Ce samedi 21 février 2026 à Val di Fiemme, lors des Jeux Olympiques de Milan-Cortina, Johannes Høsflot Klæbo a réalisé l’impossible en remportant le 50 km mass-start classique, son sixième titre olympique en autant d’épreuves pour un grand chelem historique. La Norvège a imposé un triplé impitoyable sur cette épreuve-reine, tandis qu’un Français a frôlé le podium en se classant 4e.

Klæbo, roi absolu des JO

Malgré cinq courses déjà dans les jambes, Johannes Høsflot Klæbo a dompté le « marathon » du ski de fond sous un ciel clair à Tesero Cross-Country Stadium. Vainqueur en skiathlon, sprint classique, 10 km libre, relais et sprint par équipes, il boucle le sextuplé en or sur le 50 km, dépassant tous les records olympiques d’hiver avec dix titres au total. « Cela me paraît irréel », a déclaré le Norvégien de 29 ans, désormais seul maître du palmarès avec plus de médailles d’or que Bjørn Dæhlie ou Marit Bjørgen.

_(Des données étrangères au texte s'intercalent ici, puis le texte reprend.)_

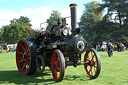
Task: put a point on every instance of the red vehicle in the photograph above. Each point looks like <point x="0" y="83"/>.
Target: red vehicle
<point x="57" y="49"/>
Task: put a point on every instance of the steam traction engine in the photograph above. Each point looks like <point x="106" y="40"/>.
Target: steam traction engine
<point x="57" y="49"/>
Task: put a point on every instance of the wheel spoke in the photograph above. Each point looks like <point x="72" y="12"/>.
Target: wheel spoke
<point x="90" y="69"/>
<point x="92" y="56"/>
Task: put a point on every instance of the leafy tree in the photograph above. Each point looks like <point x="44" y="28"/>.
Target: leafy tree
<point x="16" y="30"/>
<point x="1" y="33"/>
<point x="118" y="27"/>
<point x="55" y="15"/>
<point x="89" y="20"/>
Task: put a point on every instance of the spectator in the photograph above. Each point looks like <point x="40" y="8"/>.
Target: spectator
<point x="103" y="47"/>
<point x="122" y="47"/>
<point x="110" y="49"/>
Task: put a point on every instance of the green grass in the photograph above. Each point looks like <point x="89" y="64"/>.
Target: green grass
<point x="114" y="71"/>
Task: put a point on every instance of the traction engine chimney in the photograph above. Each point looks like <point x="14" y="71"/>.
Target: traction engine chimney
<point x="73" y="17"/>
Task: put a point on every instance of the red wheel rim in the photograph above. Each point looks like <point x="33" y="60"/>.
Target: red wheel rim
<point x="91" y="68"/>
<point x="22" y="57"/>
<point x="56" y="66"/>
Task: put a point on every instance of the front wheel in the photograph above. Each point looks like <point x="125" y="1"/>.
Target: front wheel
<point x="93" y="66"/>
<point x="57" y="65"/>
<point x="25" y="56"/>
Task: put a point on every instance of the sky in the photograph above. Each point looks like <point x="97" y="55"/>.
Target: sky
<point x="38" y="10"/>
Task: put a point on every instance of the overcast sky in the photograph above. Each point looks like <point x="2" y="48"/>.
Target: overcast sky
<point x="38" y="10"/>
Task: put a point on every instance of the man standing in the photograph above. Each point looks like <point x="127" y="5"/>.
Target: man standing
<point x="110" y="49"/>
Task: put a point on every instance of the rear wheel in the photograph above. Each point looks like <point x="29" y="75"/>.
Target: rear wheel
<point x="25" y="56"/>
<point x="94" y="65"/>
<point x="57" y="65"/>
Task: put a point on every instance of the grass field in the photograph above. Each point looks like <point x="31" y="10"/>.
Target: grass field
<point x="114" y="71"/>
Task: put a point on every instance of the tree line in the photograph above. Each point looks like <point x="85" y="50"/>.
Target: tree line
<point x="95" y="25"/>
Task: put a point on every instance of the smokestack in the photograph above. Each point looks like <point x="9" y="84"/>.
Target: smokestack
<point x="73" y="17"/>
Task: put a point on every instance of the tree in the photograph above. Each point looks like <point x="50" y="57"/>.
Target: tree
<point x="118" y="28"/>
<point x="16" y="30"/>
<point x="55" y="15"/>
<point x="89" y="19"/>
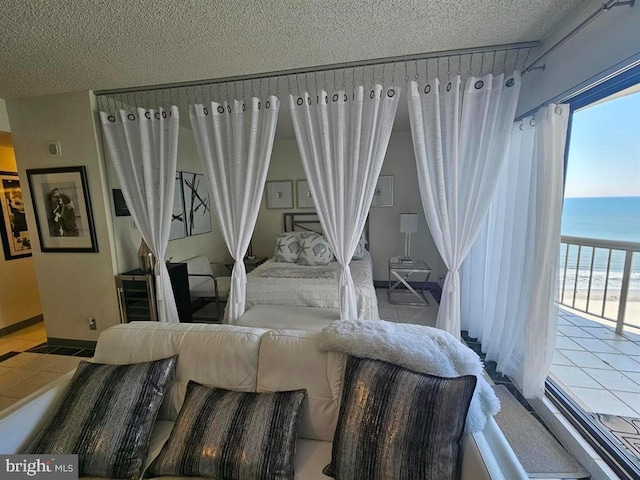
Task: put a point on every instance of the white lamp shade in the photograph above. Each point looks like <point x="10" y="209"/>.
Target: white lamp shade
<point x="408" y="223"/>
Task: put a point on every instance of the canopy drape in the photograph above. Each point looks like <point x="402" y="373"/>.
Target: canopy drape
<point x="460" y="139"/>
<point x="510" y="276"/>
<point x="342" y="143"/>
<point x="144" y="150"/>
<point x="234" y="142"/>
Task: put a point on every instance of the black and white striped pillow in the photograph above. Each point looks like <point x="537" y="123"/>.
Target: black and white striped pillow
<point x="396" y="423"/>
<point x="232" y="435"/>
<point x="106" y="417"/>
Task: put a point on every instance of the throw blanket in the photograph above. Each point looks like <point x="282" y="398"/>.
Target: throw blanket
<point x="418" y="348"/>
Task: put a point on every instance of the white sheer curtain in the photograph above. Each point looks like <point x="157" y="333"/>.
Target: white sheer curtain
<point x="509" y="278"/>
<point x="342" y="143"/>
<point x="144" y="150"/>
<point x="459" y="140"/>
<point x="234" y="142"/>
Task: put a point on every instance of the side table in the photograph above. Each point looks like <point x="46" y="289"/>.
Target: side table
<point x="399" y="273"/>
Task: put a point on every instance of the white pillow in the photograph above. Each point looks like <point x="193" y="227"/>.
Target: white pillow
<point x="287" y="247"/>
<point x="314" y="250"/>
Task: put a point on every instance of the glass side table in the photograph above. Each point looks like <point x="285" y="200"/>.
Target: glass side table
<point x="399" y="273"/>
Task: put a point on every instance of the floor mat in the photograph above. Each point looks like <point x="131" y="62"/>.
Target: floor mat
<point x="540" y="454"/>
<point x="625" y="429"/>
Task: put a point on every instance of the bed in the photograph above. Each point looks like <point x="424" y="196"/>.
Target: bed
<point x="291" y="284"/>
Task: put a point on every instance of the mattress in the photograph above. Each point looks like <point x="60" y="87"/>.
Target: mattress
<point x="279" y="283"/>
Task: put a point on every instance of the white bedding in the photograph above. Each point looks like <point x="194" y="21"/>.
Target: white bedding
<point x="279" y="283"/>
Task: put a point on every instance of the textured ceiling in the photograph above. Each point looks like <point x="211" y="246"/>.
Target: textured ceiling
<point x="51" y="46"/>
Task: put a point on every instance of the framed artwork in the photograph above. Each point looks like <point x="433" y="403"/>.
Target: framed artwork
<point x="13" y="224"/>
<point x="383" y="193"/>
<point x="280" y="194"/>
<point x="303" y="194"/>
<point x="197" y="205"/>
<point x="178" y="217"/>
<point x="63" y="209"/>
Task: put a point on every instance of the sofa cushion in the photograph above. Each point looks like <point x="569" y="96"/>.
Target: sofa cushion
<point x="394" y="420"/>
<point x="232" y="435"/>
<point x="287" y="247"/>
<point x="106" y="417"/>
<point x="223" y="356"/>
<point x="290" y="360"/>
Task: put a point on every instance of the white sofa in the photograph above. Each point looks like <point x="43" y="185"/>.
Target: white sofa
<point x="243" y="359"/>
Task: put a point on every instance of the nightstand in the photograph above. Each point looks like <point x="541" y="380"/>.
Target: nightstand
<point x="400" y="273"/>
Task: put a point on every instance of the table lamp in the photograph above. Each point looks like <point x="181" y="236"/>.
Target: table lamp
<point x="408" y="225"/>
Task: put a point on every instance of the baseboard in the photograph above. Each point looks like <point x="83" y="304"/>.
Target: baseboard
<point x="433" y="287"/>
<point x="68" y="342"/>
<point x="20" y="325"/>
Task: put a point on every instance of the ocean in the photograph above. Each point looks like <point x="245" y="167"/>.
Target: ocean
<point x="602" y="218"/>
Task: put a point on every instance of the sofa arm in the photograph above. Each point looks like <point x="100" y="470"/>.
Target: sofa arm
<point x="20" y="422"/>
<point x="488" y="455"/>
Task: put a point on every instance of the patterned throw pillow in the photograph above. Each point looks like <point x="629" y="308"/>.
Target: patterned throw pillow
<point x="232" y="435"/>
<point x="287" y="247"/>
<point x="314" y="250"/>
<point x="395" y="423"/>
<point x="106" y="417"/>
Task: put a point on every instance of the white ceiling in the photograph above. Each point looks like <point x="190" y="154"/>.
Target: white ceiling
<point x="52" y="46"/>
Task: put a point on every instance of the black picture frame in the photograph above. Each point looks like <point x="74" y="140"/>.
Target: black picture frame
<point x="16" y="241"/>
<point x="62" y="208"/>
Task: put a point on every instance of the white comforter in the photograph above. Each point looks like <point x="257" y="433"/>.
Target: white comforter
<point x="277" y="283"/>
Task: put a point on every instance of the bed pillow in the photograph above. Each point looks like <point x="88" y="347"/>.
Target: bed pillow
<point x="106" y="417"/>
<point x="232" y="435"/>
<point x="287" y="247"/>
<point x="395" y="420"/>
<point x="314" y="250"/>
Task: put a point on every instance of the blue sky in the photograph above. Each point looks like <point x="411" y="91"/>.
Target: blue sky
<point x="604" y="154"/>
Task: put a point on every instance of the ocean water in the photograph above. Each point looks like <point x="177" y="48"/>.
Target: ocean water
<point x="602" y="218"/>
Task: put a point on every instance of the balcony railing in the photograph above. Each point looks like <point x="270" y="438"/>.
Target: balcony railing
<point x="597" y="276"/>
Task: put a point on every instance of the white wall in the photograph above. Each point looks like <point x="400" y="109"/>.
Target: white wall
<point x="612" y="39"/>
<point x="384" y="222"/>
<point x="19" y="297"/>
<point x="73" y="286"/>
<point x="128" y="238"/>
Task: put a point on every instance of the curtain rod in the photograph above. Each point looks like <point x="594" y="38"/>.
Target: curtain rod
<point x="324" y="68"/>
<point x="605" y="7"/>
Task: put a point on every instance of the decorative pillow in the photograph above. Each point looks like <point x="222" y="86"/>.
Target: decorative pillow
<point x="106" y="417"/>
<point x="232" y="435"/>
<point x="314" y="250"/>
<point x="287" y="247"/>
<point x="394" y="420"/>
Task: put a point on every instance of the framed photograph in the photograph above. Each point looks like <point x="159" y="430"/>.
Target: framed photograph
<point x="280" y="194"/>
<point x="303" y="194"/>
<point x="197" y="205"/>
<point x="383" y="193"/>
<point x="63" y="209"/>
<point x="13" y="224"/>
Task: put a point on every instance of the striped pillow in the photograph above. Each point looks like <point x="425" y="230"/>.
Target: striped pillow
<point x="106" y="417"/>
<point x="232" y="435"/>
<point x="395" y="423"/>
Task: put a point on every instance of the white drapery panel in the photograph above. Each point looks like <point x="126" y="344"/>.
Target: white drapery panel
<point x="144" y="151"/>
<point x="234" y="142"/>
<point x="342" y="143"/>
<point x="459" y="139"/>
<point x="510" y="277"/>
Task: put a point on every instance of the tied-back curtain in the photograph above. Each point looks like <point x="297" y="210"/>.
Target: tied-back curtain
<point x="511" y="273"/>
<point x="234" y="142"/>
<point x="342" y="143"/>
<point x="460" y="139"/>
<point x="144" y="150"/>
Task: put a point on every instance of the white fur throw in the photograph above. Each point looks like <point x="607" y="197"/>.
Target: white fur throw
<point x="418" y="348"/>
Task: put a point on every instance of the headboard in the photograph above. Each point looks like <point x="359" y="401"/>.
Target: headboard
<point x="309" y="222"/>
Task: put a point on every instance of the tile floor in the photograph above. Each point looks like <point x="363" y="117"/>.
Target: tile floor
<point x="597" y="367"/>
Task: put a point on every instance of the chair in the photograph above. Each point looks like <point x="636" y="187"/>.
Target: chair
<point x="207" y="288"/>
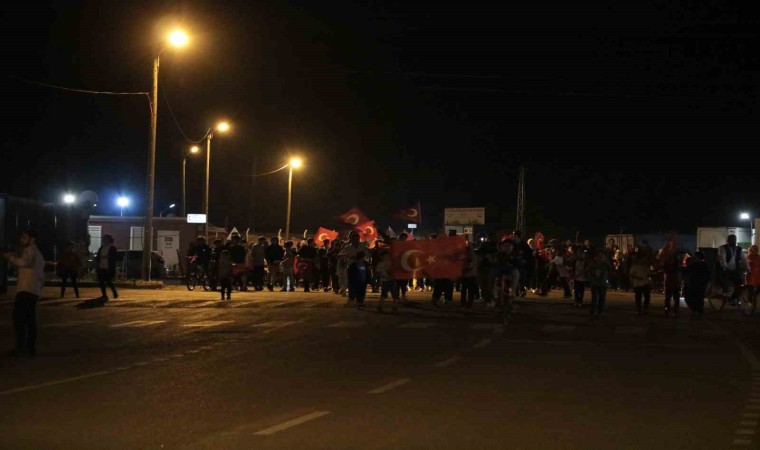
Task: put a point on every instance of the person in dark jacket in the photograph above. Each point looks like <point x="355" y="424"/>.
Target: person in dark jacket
<point x="696" y="278"/>
<point x="105" y="261"/>
<point x="68" y="268"/>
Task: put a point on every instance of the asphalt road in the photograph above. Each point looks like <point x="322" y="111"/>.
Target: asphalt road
<point x="177" y="369"/>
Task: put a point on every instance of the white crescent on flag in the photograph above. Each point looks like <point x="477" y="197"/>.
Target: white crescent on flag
<point x="405" y="260"/>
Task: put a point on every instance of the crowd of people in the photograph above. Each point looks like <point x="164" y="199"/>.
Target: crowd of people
<point x="496" y="270"/>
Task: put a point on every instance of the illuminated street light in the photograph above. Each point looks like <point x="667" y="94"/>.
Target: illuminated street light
<point x="176" y="38"/>
<point x="294" y="163"/>
<point x="221" y="127"/>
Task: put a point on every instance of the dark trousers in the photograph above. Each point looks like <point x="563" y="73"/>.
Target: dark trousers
<point x="469" y="290"/>
<point x="598" y="299"/>
<point x="579" y="288"/>
<point x="105" y="278"/>
<point x="258" y="277"/>
<point x="69" y="276"/>
<point x="642" y="294"/>
<point x="25" y="321"/>
<point x="675" y="295"/>
<point x="443" y="287"/>
<point x="226" y="285"/>
<point x="357" y="290"/>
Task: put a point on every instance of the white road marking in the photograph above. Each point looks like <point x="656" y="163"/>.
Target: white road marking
<point x="53" y="383"/>
<point x="292" y="423"/>
<point x="206" y="323"/>
<point x="347" y="324"/>
<point x="70" y="323"/>
<point x="449" y="361"/>
<point x="557" y="328"/>
<point x="137" y="324"/>
<point x="275" y="324"/>
<point x="418" y="325"/>
<point x="624" y="329"/>
<point x="389" y="386"/>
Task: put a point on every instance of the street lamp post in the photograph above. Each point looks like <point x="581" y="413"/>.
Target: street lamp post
<point x="194" y="149"/>
<point x="294" y="163"/>
<point x="748" y="217"/>
<point x="176" y="39"/>
<point x="222" y="127"/>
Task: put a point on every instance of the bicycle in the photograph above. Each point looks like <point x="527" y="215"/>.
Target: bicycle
<point x="717" y="297"/>
<point x="198" y="276"/>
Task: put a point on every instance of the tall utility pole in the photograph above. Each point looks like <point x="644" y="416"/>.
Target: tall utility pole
<point x="520" y="220"/>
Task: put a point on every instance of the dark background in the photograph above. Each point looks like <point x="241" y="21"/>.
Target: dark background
<point x="632" y="115"/>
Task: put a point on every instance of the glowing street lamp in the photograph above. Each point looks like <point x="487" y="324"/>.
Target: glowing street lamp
<point x="221" y="127"/>
<point x="294" y="163"/>
<point x="176" y="38"/>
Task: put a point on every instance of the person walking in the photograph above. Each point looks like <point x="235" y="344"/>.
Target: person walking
<point x="105" y="261"/>
<point x="31" y="280"/>
<point x="68" y="268"/>
<point x="599" y="275"/>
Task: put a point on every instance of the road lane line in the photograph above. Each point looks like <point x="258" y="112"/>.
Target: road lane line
<point x="347" y="324"/>
<point x="53" y="383"/>
<point x="449" y="361"/>
<point x="417" y="325"/>
<point x="137" y="324"/>
<point x="206" y="323"/>
<point x="292" y="423"/>
<point x="389" y="386"/>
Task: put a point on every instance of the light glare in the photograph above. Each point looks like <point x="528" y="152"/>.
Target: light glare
<point x="178" y="38"/>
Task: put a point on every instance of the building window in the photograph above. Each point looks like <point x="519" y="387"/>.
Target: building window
<point x="96" y="236"/>
<point x="135" y="238"/>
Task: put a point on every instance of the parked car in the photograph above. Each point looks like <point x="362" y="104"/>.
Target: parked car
<point x="129" y="264"/>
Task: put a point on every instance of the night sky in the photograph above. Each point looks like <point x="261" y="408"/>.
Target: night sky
<point x="632" y="115"/>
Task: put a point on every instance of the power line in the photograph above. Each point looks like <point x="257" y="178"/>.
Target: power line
<point x="82" y="91"/>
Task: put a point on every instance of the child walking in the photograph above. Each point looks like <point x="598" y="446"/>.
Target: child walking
<point x="357" y="279"/>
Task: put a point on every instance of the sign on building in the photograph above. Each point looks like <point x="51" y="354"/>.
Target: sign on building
<point x="464" y="216"/>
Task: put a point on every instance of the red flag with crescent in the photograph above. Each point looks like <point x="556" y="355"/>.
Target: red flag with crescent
<point x="353" y="217"/>
<point x="324" y="233"/>
<point x="411" y="214"/>
<point x="429" y="258"/>
<point x="538" y="241"/>
<point x="367" y="231"/>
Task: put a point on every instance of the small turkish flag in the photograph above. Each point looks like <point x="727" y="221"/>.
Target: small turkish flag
<point x="353" y="216"/>
<point x="412" y="214"/>
<point x="432" y="258"/>
<point x="324" y="233"/>
<point x="367" y="231"/>
<point x="538" y="241"/>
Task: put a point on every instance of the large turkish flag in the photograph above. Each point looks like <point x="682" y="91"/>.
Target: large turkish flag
<point x="353" y="216"/>
<point x="432" y="258"/>
<point x="324" y="233"/>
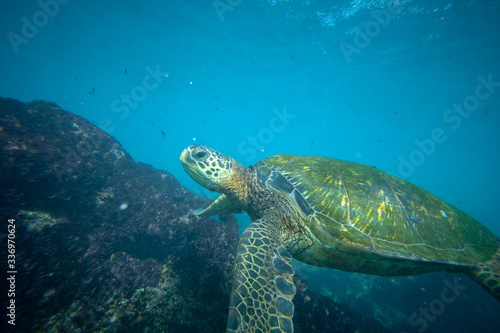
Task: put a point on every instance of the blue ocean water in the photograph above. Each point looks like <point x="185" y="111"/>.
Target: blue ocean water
<point x="411" y="87"/>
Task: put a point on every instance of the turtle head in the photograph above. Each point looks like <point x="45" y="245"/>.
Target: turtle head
<point x="208" y="167"/>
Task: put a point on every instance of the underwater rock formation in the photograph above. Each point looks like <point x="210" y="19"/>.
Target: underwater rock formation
<point x="104" y="243"/>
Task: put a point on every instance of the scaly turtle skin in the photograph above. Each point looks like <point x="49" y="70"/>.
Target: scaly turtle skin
<point x="332" y="213"/>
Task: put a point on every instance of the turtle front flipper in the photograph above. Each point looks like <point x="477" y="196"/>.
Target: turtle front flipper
<point x="262" y="291"/>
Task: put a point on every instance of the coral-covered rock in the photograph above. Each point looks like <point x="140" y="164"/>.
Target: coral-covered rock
<point x="104" y="243"/>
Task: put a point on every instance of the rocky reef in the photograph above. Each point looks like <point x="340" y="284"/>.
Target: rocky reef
<point x="104" y="243"/>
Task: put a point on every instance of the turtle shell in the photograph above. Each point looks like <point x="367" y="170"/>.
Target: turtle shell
<point x="377" y="211"/>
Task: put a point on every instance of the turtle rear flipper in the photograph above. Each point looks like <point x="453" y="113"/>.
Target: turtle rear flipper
<point x="488" y="274"/>
<point x="262" y="291"/>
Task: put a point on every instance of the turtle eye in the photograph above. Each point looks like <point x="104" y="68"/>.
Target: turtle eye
<point x="200" y="154"/>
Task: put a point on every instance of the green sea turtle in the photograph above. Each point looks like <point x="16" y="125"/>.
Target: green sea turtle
<point x="332" y="213"/>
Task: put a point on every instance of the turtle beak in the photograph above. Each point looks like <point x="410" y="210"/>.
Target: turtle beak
<point x="190" y="166"/>
<point x="185" y="156"/>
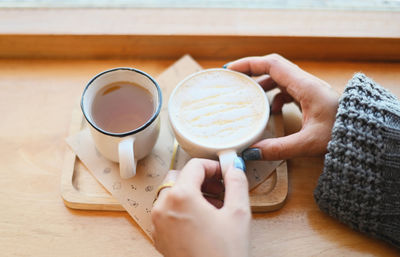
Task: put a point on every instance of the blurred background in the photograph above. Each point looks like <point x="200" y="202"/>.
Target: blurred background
<point x="382" y="5"/>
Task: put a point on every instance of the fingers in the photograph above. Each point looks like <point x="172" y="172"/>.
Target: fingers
<point x="266" y="82"/>
<point x="285" y="73"/>
<point x="213" y="186"/>
<point x="279" y="100"/>
<point x="236" y="190"/>
<point x="287" y="147"/>
<point x="195" y="172"/>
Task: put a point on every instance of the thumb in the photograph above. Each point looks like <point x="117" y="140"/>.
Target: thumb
<point x="280" y="148"/>
<point x="236" y="190"/>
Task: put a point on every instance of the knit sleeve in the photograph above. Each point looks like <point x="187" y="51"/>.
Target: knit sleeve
<point x="360" y="184"/>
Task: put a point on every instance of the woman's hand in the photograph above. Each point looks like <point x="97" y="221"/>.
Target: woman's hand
<point x="317" y="100"/>
<point x="188" y="224"/>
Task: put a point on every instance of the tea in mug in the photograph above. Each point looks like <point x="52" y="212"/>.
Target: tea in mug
<point x="122" y="106"/>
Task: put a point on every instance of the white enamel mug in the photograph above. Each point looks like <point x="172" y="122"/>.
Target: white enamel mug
<point x="229" y="91"/>
<point x="130" y="146"/>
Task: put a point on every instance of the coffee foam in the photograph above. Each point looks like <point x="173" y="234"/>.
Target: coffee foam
<point x="214" y="109"/>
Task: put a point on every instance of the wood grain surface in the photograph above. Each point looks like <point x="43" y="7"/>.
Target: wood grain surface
<point x="36" y="101"/>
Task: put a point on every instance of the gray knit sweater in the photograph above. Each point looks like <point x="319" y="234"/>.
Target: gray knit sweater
<point x="360" y="184"/>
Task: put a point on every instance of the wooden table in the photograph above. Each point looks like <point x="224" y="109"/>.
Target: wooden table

Domination norvégienne totale

Avec Klæbo en tête, Harald Østberg Amundsen et Martin Løwstrøm Nyenget ont complété le triplé norvégien, Emil Iversen en embuscade pour contrôler la course. Ce balayage podium souligne la suprématie scandinave aux JO 2026, après déjà cinq médailles d’or en ski de fond masculin, dans une épreuve tactique marquée par des attaques dans les montées du Val di Fiemme.

Le Français frôle la médaille

Théo Schely a signé la meilleure performance tricolore en 4e place, à quelques secondes seulement du bronze après un final haletant. Hugo Lapalus, déjà 5e en skiathlon, a suivi en 7e position, confirmant la montée en puissance des Bleus malgré l’absence de podium individuel sur cette distance mythique.

Une course au suspense olympique

Disputée en style classique sur 50 km départ groupé, l’épreuve a vu un peloton réduit à dix hommes mener la danse, avec la Norvège dictant le rythme dès les premiers tours. Desloges et Lapalus ont accroché le groupe de tête jusqu’aux 10 derniers km, avant que Klæbo ne porte l’estocade finale dans les descentes techniques. Devant 50 000 spectateurs en délire, cette course clôture en apothéose un ski de fond dominé par les Norvégiens.